WHEN he was defeated in 1988 by a slim margin for a fourth term as United States senator from Connecticut, liberal Republican Lowell Weicker said he was through with politics. A year and a half later, he is the front-runner in the race for governor, running as an independent.
Mr. Weicker's entry into the race March 2 was the first significant twist in what promises to be an unusual campaign. The second took place last week when Gov. William O'Neill, a Democrat finishing his second term, decided not to run.
``I firmly believe I could win reelection,'' Governor O'Neill told a press conference last week. ``But the modern process of campaigning is a rigorous one. It exacts a toll on the body and the spirit which, at this point in my career, I do not choose to pay.''
O'Neill's decision came as polls showed him running a distant third behind Weicker and the GOP front-runner, US Rep. John Rowland. O'Neill's popularity plummeted last year after enactment of a $1 billion tax increase to balance the state budget. The state sales tax went up to 8 percent, the highest in the country.
Despite the increase, the state is facing a $200 million deficit this fiscal year as well. The issues of taxation and deficits will likely figure heavily in the campaign.
The governor's withdrawal has left the Democrats scrambling for a candidate. US Rep. Bruce Morrison, a four-term liberal, has claimed front-runner status. ``He is the only one with the money, staff, and organization,'' says Morton Tenzer, a political science professor at the University of Connecticut.
But Representative Morrison - who is a bit of a maverick - is unpopular with many Democrats, especially party insiders, Dr. Tenzer says. ``Morrison may end up getting the nomination, but no organizational support.''
Weicker's entry into the race will also hurt Morrison's candidacy, Tenzer says, since ``his [liberal] voter base is precisely that which is eroded by Weicker.''
Also running for the Democratic nomination is state Rep. William Cibes (pronounced SEE-biss) of New London, who declared hours after O'Neill's withdrawal. Others who may run include state Senate President Pro Tem John Larson of East Hartford; former West Hartford Mayor Christopher Droney, brother of state party chairman John Droney; state Sen. Richard Blumenthal of Stamford, who is currently running for attorney general; and former state Rep. Timothy Moynihan of East Hartford, a former state party chairman.
Both Mr. Cibes and Mr. Larson have been supporters of Governor O'Neill and could garner support from the party's old guard, but belong to a younger generation of politician, Tenzer says.
Cibes's campaign is notable for his proposal that Connecticut adopt an income tax on earnings above $20,000 and reduce the sales tax to 5 percent. The state currently has no income tax.
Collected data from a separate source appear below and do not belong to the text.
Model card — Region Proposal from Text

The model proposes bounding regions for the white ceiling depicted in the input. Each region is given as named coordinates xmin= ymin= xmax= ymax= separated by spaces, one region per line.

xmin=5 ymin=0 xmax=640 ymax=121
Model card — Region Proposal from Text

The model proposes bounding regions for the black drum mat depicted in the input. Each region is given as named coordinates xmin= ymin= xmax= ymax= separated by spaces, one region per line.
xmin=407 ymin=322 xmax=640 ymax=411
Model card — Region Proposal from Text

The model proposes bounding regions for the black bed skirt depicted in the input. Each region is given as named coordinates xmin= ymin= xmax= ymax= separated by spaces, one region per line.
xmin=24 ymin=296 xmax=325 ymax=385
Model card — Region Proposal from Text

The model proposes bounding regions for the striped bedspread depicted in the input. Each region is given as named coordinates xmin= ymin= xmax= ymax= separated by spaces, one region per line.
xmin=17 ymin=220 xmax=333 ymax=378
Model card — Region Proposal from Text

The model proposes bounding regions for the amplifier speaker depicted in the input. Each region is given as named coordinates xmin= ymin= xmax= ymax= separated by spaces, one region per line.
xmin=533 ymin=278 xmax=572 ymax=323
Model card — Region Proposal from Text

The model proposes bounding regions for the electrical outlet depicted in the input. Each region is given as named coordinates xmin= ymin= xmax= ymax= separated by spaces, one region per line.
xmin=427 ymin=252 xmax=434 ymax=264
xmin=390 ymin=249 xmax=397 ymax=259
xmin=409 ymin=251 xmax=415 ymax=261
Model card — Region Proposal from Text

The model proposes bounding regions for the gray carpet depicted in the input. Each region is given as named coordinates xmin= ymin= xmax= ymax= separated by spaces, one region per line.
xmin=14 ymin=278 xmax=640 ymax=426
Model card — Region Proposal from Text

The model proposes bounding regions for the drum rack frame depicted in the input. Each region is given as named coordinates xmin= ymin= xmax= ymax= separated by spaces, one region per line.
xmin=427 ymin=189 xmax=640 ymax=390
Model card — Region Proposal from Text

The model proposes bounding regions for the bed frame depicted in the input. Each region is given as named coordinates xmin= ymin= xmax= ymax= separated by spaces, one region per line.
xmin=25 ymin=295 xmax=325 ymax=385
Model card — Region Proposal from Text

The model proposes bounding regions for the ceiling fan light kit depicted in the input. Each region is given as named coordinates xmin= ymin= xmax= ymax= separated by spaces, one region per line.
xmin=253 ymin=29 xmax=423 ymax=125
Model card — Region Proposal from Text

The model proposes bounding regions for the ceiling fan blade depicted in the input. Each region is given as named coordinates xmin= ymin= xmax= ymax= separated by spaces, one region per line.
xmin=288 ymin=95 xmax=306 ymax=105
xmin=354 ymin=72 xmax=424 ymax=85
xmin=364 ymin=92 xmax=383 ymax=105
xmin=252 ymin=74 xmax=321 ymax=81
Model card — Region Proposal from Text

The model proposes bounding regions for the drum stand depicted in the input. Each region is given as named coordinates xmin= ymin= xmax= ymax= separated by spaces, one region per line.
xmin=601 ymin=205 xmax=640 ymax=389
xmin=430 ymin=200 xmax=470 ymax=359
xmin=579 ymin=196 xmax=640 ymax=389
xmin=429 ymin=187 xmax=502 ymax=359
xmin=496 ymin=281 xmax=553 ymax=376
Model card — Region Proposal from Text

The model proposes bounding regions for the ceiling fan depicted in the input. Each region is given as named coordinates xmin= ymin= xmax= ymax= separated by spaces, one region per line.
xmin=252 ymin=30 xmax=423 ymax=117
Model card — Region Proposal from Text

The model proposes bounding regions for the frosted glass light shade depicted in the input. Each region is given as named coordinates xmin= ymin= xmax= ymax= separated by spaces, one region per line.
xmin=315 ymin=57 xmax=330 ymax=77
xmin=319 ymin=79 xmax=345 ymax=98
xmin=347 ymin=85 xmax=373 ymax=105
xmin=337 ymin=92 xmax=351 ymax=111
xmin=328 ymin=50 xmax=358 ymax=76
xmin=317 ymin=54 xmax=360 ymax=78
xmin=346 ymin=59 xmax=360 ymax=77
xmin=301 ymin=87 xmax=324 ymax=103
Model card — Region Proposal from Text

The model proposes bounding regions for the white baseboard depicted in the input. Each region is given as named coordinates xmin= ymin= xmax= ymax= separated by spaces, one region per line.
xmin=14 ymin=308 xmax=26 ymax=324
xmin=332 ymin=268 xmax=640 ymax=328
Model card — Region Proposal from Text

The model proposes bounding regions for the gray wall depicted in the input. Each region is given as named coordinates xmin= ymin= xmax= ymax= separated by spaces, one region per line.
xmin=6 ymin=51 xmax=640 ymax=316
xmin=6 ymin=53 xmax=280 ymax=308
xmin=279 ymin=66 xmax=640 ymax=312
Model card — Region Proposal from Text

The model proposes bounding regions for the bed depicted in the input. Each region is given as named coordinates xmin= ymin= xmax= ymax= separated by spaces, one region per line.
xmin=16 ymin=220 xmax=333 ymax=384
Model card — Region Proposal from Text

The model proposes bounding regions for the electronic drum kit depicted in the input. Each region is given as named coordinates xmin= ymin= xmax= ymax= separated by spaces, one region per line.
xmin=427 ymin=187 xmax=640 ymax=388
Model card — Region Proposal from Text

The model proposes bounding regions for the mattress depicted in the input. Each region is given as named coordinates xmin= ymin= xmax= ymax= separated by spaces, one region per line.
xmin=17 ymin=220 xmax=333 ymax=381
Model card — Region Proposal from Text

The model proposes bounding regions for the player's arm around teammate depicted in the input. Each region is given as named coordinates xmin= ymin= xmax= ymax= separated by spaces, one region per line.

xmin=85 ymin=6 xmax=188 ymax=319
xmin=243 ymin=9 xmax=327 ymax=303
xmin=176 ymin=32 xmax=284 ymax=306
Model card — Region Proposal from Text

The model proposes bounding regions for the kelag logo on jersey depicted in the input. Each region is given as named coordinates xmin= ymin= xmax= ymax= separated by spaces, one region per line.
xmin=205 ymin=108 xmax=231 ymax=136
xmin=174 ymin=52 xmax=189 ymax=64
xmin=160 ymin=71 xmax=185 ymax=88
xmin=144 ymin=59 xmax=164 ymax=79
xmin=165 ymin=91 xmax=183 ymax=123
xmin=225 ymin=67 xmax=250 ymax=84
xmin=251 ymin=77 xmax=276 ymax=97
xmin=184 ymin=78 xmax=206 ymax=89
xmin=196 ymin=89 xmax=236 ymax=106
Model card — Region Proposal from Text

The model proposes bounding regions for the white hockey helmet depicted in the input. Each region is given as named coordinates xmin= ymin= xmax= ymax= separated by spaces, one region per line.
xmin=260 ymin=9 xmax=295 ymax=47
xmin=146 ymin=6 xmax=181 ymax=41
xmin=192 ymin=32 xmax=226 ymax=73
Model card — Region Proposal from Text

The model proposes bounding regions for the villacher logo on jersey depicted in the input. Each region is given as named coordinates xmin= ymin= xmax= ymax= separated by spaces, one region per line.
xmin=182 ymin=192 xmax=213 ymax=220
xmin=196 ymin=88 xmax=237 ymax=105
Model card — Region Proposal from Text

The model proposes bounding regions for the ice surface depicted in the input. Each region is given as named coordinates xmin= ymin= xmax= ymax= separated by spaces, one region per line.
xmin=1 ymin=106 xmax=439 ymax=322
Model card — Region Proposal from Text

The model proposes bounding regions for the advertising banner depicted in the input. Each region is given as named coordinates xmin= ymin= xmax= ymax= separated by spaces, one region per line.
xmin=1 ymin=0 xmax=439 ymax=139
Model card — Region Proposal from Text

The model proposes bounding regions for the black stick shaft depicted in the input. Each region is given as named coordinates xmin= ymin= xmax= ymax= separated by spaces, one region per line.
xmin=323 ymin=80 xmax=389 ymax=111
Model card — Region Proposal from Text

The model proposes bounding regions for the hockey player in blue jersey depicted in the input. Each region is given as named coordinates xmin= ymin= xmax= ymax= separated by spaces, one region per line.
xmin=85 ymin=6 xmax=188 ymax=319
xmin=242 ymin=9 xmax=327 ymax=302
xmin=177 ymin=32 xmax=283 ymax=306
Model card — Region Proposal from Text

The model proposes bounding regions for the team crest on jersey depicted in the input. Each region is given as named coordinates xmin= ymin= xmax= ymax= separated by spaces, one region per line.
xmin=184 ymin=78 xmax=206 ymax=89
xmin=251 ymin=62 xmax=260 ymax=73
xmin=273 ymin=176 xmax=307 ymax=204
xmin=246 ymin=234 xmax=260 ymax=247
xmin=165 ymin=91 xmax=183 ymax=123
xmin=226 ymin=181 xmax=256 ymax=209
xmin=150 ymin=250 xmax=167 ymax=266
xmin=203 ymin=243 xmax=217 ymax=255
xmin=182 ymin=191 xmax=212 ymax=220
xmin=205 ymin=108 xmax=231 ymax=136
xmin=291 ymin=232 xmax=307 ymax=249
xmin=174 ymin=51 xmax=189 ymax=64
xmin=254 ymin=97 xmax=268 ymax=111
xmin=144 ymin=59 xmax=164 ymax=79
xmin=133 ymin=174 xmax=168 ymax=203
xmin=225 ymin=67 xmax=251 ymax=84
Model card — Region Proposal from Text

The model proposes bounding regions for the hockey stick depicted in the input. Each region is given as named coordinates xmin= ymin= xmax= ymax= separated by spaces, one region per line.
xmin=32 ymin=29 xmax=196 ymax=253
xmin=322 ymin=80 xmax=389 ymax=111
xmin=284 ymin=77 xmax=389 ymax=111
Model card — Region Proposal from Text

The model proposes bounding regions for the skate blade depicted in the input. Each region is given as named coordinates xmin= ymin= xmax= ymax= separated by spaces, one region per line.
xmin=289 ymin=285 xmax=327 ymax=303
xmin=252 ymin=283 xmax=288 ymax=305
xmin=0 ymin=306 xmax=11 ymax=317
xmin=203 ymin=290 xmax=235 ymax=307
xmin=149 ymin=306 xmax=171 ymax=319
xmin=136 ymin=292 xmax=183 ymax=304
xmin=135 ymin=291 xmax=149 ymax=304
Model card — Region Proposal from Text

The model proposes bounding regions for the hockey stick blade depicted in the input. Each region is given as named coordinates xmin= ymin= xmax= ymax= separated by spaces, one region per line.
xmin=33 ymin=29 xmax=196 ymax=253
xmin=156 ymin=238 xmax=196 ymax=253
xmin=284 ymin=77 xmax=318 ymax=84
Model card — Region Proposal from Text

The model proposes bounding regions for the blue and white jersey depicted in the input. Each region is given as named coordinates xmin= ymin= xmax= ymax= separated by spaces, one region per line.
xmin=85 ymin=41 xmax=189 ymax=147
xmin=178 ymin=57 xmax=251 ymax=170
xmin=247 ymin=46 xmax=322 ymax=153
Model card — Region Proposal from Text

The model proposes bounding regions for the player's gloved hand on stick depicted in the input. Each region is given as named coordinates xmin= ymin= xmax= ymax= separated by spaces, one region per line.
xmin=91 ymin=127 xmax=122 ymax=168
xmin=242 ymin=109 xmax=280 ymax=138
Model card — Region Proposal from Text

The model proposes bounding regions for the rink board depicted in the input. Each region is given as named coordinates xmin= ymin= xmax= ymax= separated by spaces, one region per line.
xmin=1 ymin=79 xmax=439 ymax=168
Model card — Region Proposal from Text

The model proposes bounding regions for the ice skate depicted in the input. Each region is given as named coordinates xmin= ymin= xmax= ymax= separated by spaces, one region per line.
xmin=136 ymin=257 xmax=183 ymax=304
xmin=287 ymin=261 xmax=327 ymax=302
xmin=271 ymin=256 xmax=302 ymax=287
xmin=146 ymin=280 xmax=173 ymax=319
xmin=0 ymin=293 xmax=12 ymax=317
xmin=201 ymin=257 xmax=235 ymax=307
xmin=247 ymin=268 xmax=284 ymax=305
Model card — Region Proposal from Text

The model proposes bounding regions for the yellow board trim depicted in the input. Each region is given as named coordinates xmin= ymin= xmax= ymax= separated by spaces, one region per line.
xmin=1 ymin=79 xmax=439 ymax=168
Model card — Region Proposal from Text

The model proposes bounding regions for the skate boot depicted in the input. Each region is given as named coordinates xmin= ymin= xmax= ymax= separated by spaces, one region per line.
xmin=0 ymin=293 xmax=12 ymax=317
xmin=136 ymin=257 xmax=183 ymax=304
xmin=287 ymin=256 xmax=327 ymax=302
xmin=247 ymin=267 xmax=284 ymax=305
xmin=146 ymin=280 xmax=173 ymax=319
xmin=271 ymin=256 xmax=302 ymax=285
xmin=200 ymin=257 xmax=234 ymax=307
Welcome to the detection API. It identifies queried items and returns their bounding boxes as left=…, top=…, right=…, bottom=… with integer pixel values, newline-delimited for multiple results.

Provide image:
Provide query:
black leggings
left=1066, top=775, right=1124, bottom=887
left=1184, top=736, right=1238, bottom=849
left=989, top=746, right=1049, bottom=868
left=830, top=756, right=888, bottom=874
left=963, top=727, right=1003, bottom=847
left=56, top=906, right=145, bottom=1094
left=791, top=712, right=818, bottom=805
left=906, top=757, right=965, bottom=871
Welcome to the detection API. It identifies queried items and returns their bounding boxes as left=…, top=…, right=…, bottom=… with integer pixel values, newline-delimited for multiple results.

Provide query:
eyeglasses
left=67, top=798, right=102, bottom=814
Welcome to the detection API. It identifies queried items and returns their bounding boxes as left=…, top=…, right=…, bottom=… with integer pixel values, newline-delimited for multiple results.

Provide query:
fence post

Republican Rowland, a conservative, was first elected to Congress in 1984 at age 27 and remains the youngest member of Congress. Other Republicans seeking the nomination are state Senate minority leader Reginald Smith of New Hartford; Joel Schiavone, a millionaire New Haven businessman; and Joseph McGee, a Fairfield banker.
Mr. Schiavone has spent $1 million in his campaign so far, but it appears unlikely he will get the 20 percent of delegate votes at the Republican state convention to qualify for the primary. Rowland press secretary Jack Goldberg says the congressman expects no primary opposition.
Rowland's campaign publicly plays down the Weicker candidacy, to the point of disputing that he is leading in the race.
``John Rowland is the front-runner,'' Mr. Goldberg says. ``He is a major party candidate, and Lowell Weicker can't be expected to maintain momentum for a serious period of time.'' Rowland's main opponent will be the Democratic nominee, Mr. Goldberg asserts.
But polls conducted for the Hartford Courant immediately after Weicker's announcement and before O'Neill's withdrawal showed Weicker leading Rowland, with either O'Neill or Morrison in third.
Weicker ``is a formidable candidate in a three-way race,'' says Everett Ladd, executive director of the Roper Center for Public Opinion Research and a political science professor at the University of Connecticut. ``It's hard to picture him not getting 37 percent to 40 percent of the vote. Forty percent to 30 percent to 30 percent looks like the natural structure for the race.''
Tenzer points out that the polls were conducted before either party had a candidate, and that a lot of people are undecided. ``Whether or not [Weicker's lead] will hold is just speculation,'' he says.